The lagoon cruise on Sunday was really good. There are several but we chose the one that has been around the longest. It starts by going out on a boat and the guys tell you about Rarotonga until you get to the marine reserve. Then they hand out snorkels and you get in the water and look at fish. It was cool. We didn't see as much as the time I was scuba diving in Oman, but it's way easier and cheaper than scuba diving! We saw lots of cool colourful fish though, and then the boat took us to an island and there was a beach BBQ, with tuna and lots of delicious fresh fruit. After food there are demonstrations - one of the crew climbed a coconut tree, then they showed us how to husk a coconut, and how to tie a sarong in a few different ways. I volunteered Nathan, he didn't appreciate it. And after husking a coconut he showed us how they grate out the inside and squeeze it to make coconut cream. It was awesome. They told us that there was a night market if we wanted a feed that evening, so we headed to that later in the evening. It was like a huge pot-luck dinner with a whole lot of strangers. There were stalls all around the edge of this carpark full of trestle tables, and the stalls had all sorts of food like BBQ and various sorts of cuisine from around the world, plus baked goods and desserts. We had BBQ and we tried the local raw fish delicacy, called ike-mata. It was marinated in some sort of lemon and coconut cream sauce with onion and other good stuff. I was wary and made Nathan try it first but it was actually delicious and I ate it all. Then we bought pineapple pie, apparently another local favourite - it was incredibly bland. Luckily the chocolate cake we also brought was really good and so was the ice-cream. The night market was so worth going to.

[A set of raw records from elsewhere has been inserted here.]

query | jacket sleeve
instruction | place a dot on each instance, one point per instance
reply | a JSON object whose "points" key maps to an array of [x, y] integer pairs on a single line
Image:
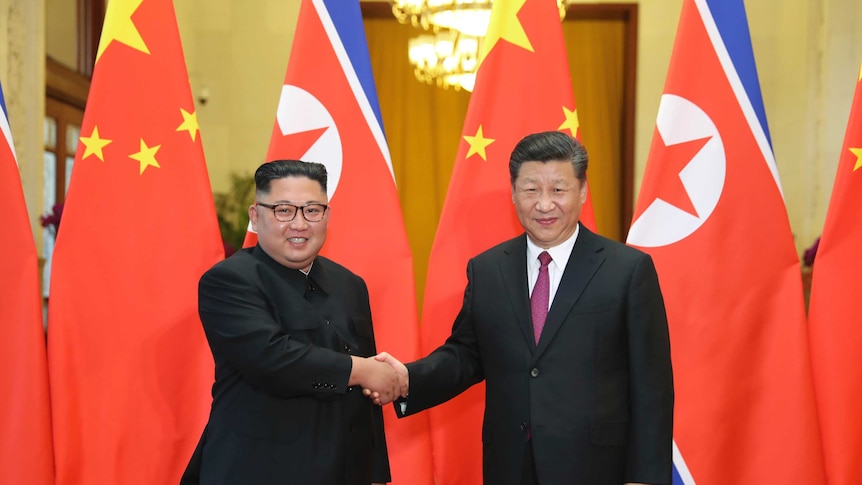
{"points": [[651, 379], [242, 332]]}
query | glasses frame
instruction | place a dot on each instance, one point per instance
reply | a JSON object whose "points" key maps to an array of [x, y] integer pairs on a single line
{"points": [[299, 208]]}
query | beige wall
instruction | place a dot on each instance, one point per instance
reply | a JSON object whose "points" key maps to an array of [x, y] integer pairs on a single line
{"points": [[808, 54], [22, 72]]}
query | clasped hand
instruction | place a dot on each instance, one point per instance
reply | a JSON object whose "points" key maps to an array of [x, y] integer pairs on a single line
{"points": [[382, 377]]}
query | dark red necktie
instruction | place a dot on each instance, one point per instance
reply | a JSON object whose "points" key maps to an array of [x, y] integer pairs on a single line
{"points": [[541, 295]]}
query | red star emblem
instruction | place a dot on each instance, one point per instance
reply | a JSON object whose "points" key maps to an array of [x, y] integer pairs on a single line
{"points": [[663, 178], [297, 144]]}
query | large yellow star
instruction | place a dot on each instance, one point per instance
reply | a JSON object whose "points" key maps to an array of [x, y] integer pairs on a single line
{"points": [[93, 144], [572, 124], [147, 156], [119, 27], [478, 144], [190, 123], [858, 153], [504, 25]]}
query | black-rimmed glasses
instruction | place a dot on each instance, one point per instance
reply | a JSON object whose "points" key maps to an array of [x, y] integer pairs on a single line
{"points": [[287, 212]]}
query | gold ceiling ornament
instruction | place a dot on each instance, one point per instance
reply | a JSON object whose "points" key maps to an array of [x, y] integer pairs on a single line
{"points": [[448, 55], [446, 58], [466, 16]]}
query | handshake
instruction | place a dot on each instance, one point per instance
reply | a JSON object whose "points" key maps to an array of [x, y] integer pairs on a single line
{"points": [[382, 377]]}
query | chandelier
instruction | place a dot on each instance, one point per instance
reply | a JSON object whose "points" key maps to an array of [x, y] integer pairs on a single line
{"points": [[448, 55]]}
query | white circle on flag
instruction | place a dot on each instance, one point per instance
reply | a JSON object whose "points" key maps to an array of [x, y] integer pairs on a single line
{"points": [[298, 112], [679, 121]]}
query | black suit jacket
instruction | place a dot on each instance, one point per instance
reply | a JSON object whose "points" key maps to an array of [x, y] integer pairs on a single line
{"points": [[282, 412], [595, 396]]}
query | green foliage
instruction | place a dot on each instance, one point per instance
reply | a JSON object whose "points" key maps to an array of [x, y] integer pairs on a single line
{"points": [[232, 209]]}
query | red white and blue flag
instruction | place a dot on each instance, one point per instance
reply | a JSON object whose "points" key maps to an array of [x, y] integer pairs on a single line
{"points": [[328, 113], [712, 215], [26, 453]]}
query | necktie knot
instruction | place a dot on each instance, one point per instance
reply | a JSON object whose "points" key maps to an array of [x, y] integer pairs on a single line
{"points": [[540, 299]]}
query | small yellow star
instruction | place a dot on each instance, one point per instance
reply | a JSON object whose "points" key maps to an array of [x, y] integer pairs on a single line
{"points": [[147, 156], [504, 25], [858, 153], [572, 124], [119, 27], [478, 144], [190, 123], [93, 145]]}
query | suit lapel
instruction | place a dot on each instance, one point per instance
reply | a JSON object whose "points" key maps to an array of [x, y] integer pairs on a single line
{"points": [[583, 263], [513, 269]]}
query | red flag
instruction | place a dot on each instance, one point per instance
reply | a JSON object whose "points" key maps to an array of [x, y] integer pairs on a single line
{"points": [[328, 113], [129, 364], [522, 87], [26, 455], [712, 216], [834, 324]]}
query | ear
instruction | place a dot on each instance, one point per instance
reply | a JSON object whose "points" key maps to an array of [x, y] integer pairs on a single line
{"points": [[252, 216]]}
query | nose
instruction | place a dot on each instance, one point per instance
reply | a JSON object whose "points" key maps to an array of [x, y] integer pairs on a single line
{"points": [[298, 222], [545, 202]]}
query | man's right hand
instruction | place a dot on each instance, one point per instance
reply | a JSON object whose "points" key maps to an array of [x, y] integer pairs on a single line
{"points": [[378, 377]]}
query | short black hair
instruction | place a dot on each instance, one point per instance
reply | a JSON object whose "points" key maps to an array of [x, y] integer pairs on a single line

The Monday was our last day and we stayed in the main town for it. We shopped and looked in most of the jewellery stores to find me a birthday present. The Cook Islands are famous for their black pearls and we looked at pendants, bracelets and rings. Finally we settled on a really classy silver ring with a dark blue/green pearl. It fit me perfectly, but it turned out my hands were a bit swollen in the heat because when I got back to NZ it was too big! I shopped for a few small souvenirs, but not many because food there was really expensive so I had pretty much run out of money. I got the obligatory seashell souvenir and a fridge magnet to add to my collection. Then we pretty much just had to pack up our things and wait until our very late flight at 2am. It wasn't really a fun wait. There is a hotel with a restaurant and bar across the road from the little airport and it was awful. The pizza was awful, the music was bad, the ice-cream sundae was not even as good as a MacDonald's one and the service was not great. When it was late enough to check in for our flight, we discovered that Nathan's new passport didn't have his NZ visa information so that was a huge hassle! But finally we were on our way, we had a long uncomfortable jetstar flight back home, and arrived in Welly to a broken down car (it just needed a new key, it's all better now).

So that was my birthday holiday, feels like forever ago. It has been a pretty hectic month since, but I'm done writing for today so maybe I'll talk about that another time. I will add photos soon - they are on my computer in Wellington and I am in Invers right now so that will have to wait.